A nice measure of continuity:  I wanted to visit Jaén, because of a
well-known medieval folksong about the olive-plucking Moorish girls of the town.  I found that Jaén is still an olive town (almost 100% of the landscape around it is olives) and the “Moors,” now largely from Morocco, still do the picking.

 Every millimetre of the landscape is intensively used.  Cultivation
covers nearly 100% of the land up to the limit set by freezing of olive trees.  Above that is oak forest, more or less degraded by heavy harvesting of firewood etc., plus intensive grazing by sheep and goats. Above that is pine forest; almost all that’s left is plantations.  Even the alpine tundra (we got up to 12,000’ by convenient tourist bus in the Sierra Nevada) is grazed hard.  National and natural “parks” are like National Forests in the US:  They are there for controlled but heavy use, not for preservation.  On the other hand, they are there, they are extensive, they are reasonably well managed, and they save an awful lot of fauna and flora that would otherwise be gone.  We visited an excellently managed lake that is one of the last refuges of the rare White-headed Duck.  It is worth remembering that every living thing in south Spain has had to live with people for a million years or so, and with agriculture for 7,000 years.  Given the intensive land use, I was cheered by the good shape the landscape is in, and the many (if sometimes sadly weakening) traditional resource management strategies:  irrigation control, intercropping, coppicing, intensive mixed tree cropping, etc., etc.

 The food shows clear continuities with Roman and medieval Arab food.
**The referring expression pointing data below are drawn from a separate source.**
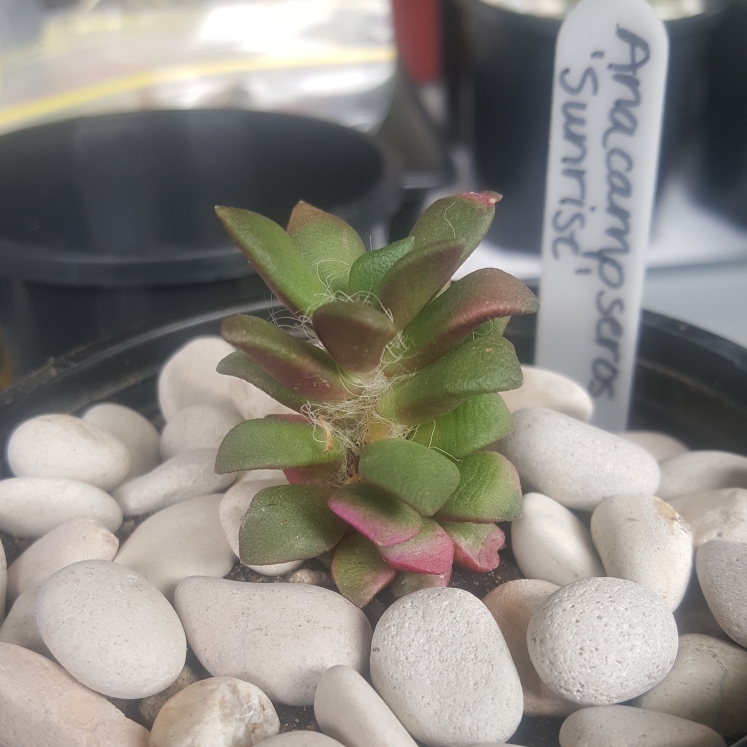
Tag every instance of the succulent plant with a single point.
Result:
(394, 374)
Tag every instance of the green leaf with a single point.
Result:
(288, 522)
(480, 366)
(269, 443)
(276, 259)
(368, 271)
(448, 319)
(475, 424)
(418, 476)
(465, 216)
(328, 244)
(413, 280)
(376, 514)
(489, 490)
(296, 364)
(359, 571)
(354, 334)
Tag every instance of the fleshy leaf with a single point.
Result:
(416, 278)
(476, 545)
(405, 582)
(375, 514)
(430, 551)
(354, 334)
(489, 490)
(368, 271)
(275, 257)
(420, 477)
(239, 364)
(296, 364)
(448, 319)
(480, 366)
(465, 216)
(269, 443)
(288, 522)
(476, 423)
(359, 571)
(328, 244)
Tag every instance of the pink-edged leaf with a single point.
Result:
(296, 364)
(354, 334)
(475, 545)
(359, 571)
(430, 551)
(405, 583)
(375, 514)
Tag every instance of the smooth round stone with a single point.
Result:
(78, 539)
(512, 605)
(185, 539)
(348, 709)
(20, 628)
(66, 446)
(707, 684)
(71, 716)
(551, 544)
(234, 506)
(33, 506)
(137, 433)
(574, 463)
(722, 573)
(189, 377)
(600, 641)
(660, 445)
(624, 726)
(543, 388)
(217, 712)
(643, 539)
(698, 471)
(440, 662)
(111, 629)
(280, 637)
(197, 427)
(714, 514)
(184, 476)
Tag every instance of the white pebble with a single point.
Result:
(440, 662)
(182, 540)
(33, 506)
(41, 704)
(348, 709)
(643, 539)
(551, 544)
(512, 605)
(707, 684)
(184, 476)
(543, 388)
(714, 514)
(77, 539)
(600, 641)
(217, 712)
(280, 637)
(137, 433)
(111, 629)
(66, 446)
(574, 463)
(624, 726)
(189, 377)
(234, 505)
(698, 471)
(722, 572)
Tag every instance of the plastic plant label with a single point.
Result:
(608, 100)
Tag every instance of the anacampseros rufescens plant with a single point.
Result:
(395, 374)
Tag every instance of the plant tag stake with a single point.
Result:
(608, 99)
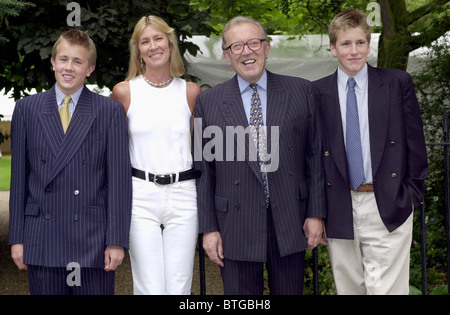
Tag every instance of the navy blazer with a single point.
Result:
(230, 191)
(70, 194)
(397, 145)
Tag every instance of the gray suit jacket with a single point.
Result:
(70, 194)
(230, 190)
(397, 145)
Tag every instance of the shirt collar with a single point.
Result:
(361, 77)
(60, 95)
(262, 83)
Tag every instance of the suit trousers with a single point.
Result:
(285, 274)
(163, 237)
(60, 281)
(375, 262)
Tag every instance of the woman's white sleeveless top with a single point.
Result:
(159, 127)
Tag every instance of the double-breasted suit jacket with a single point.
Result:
(70, 193)
(397, 145)
(231, 197)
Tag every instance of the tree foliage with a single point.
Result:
(406, 29)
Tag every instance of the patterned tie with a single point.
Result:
(64, 113)
(353, 138)
(257, 131)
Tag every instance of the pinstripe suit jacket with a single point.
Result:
(70, 194)
(230, 192)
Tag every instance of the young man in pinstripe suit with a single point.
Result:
(244, 227)
(70, 198)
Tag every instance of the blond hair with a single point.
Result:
(241, 20)
(77, 37)
(135, 66)
(348, 18)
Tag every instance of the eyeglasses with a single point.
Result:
(238, 47)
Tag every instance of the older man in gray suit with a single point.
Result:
(70, 203)
(251, 211)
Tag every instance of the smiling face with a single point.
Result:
(249, 65)
(71, 66)
(154, 48)
(352, 49)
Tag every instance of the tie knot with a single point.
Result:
(351, 83)
(67, 100)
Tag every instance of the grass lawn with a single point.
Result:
(5, 172)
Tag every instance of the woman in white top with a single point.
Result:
(159, 108)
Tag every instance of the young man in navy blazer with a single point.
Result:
(242, 226)
(369, 227)
(70, 198)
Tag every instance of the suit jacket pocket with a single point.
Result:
(32, 209)
(303, 188)
(221, 203)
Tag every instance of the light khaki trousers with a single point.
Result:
(375, 262)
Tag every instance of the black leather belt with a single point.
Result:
(166, 179)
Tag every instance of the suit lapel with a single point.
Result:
(333, 121)
(76, 133)
(378, 116)
(277, 100)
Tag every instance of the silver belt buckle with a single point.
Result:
(163, 175)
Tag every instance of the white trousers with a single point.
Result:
(163, 237)
(375, 262)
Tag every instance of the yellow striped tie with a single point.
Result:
(64, 113)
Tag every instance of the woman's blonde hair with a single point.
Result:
(136, 67)
(348, 18)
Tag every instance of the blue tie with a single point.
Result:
(353, 139)
(256, 122)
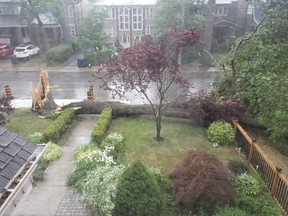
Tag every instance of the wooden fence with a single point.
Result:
(271, 175)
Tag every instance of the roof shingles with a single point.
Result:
(14, 153)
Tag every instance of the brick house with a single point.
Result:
(128, 20)
(13, 29)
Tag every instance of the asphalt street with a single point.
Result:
(71, 83)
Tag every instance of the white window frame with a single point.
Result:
(124, 19)
(137, 18)
(110, 31)
(127, 38)
(111, 12)
(148, 12)
(220, 11)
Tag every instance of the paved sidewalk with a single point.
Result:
(51, 196)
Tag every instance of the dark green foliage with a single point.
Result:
(38, 173)
(102, 125)
(221, 133)
(137, 192)
(202, 183)
(247, 184)
(59, 126)
(60, 53)
(230, 211)
(237, 167)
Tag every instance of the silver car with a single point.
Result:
(26, 51)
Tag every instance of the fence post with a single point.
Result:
(275, 181)
(251, 151)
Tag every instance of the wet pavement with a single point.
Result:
(51, 196)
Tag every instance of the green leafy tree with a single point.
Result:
(137, 192)
(256, 71)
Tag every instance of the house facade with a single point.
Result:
(128, 21)
(13, 29)
(74, 12)
(229, 22)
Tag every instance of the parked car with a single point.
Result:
(26, 51)
(6, 50)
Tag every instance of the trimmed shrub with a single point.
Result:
(52, 153)
(137, 192)
(221, 133)
(36, 138)
(100, 189)
(102, 125)
(86, 154)
(202, 183)
(237, 167)
(59, 126)
(230, 211)
(59, 54)
(247, 184)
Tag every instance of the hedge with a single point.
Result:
(59, 126)
(60, 53)
(102, 125)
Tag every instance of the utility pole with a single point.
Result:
(182, 28)
(208, 33)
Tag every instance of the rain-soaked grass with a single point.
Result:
(180, 136)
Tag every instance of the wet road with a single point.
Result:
(74, 85)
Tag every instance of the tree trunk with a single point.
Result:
(158, 126)
(50, 103)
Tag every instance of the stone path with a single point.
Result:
(51, 196)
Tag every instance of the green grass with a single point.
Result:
(179, 137)
(25, 122)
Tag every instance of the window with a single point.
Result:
(124, 18)
(110, 31)
(125, 39)
(148, 12)
(70, 11)
(72, 31)
(111, 12)
(220, 11)
(137, 18)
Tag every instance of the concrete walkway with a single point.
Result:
(51, 196)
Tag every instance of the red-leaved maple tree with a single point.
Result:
(150, 65)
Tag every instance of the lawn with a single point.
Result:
(180, 136)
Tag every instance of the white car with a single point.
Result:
(26, 51)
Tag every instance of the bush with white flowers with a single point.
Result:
(100, 189)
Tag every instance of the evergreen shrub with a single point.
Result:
(102, 125)
(221, 133)
(137, 192)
There is also the inevitable Mexican influence:  tomatoes, sunflowers, chiles, etc.  Peru has had the most influence, though, via the ever-present potato.  The closest similarities to Mexican food are not found in Andalucía but in neighboring Extremadura.  (We didn’t stop there, but got a cookbook and ate in an Extremaduran restaurant in Madrid.)  Extremeñan food is about the same as Mexican—not surprising in view of the fact that many (if not most) of the conquistadors came from there.  (Extremadura borders Andalucía on the northwest, and is high, dry, and rather barren—a great place to be from, as we used to say in the Midwest, with the accent on the “from.”)  Influence has flowed both ways.

 My Maya friends in Quintana Roo unknowingly preserve medieval Arab-Andalucín culture in their spice mixes, which combine native Maya spices with the classic cumin-clove-cinnamon-black pepper mix that virtually defines the Arab tradition.

 This being said, Spain and Mexico influenced each other a lot less than one might expect.  This is because of the great difference in
environments.  In Mexico, the settlers had to learn to love maize, and to think of a “tortilla” as a Native American corn bread rather than as an omelet or similar object.  In fact, throughout Latin America except in the far north and south, the beloved wheat, olives, vines, and pigs that were and are the staples of the traditional Spanish diet do not flourish.  Conversely, Mexican crops have taken much less hold in Spain than in Italy or even Hungary.

 One useful tip to all readers:  Probably my most valuable discovery was the Librería Agricola (“Agricultural Bookstore”) in Madrid.  The full address is Fernando VI, 2, 28004 Madrid.  This bookstore has an amazing selection of books on agriculture, natural history, environment, ecology, and ethnobiology.  I bought all I could carry.  I wish I’d thought to get things shipped home.  They have complete floras for various parts of Spain, and other vital references.  If you read Spanish (all the books are in Spanish), or if you get to order books for your campus or firm library, you need to know about this store.

  Buell, Paul D., and E. N. Anderson.  2000.  A Soup for the Qan:
Chinese Dietary Medicine of the mongol Era as Seen in Hu Szu-Hui’s Yin-shan Cheng-yao.  London:  Kegan Paul International.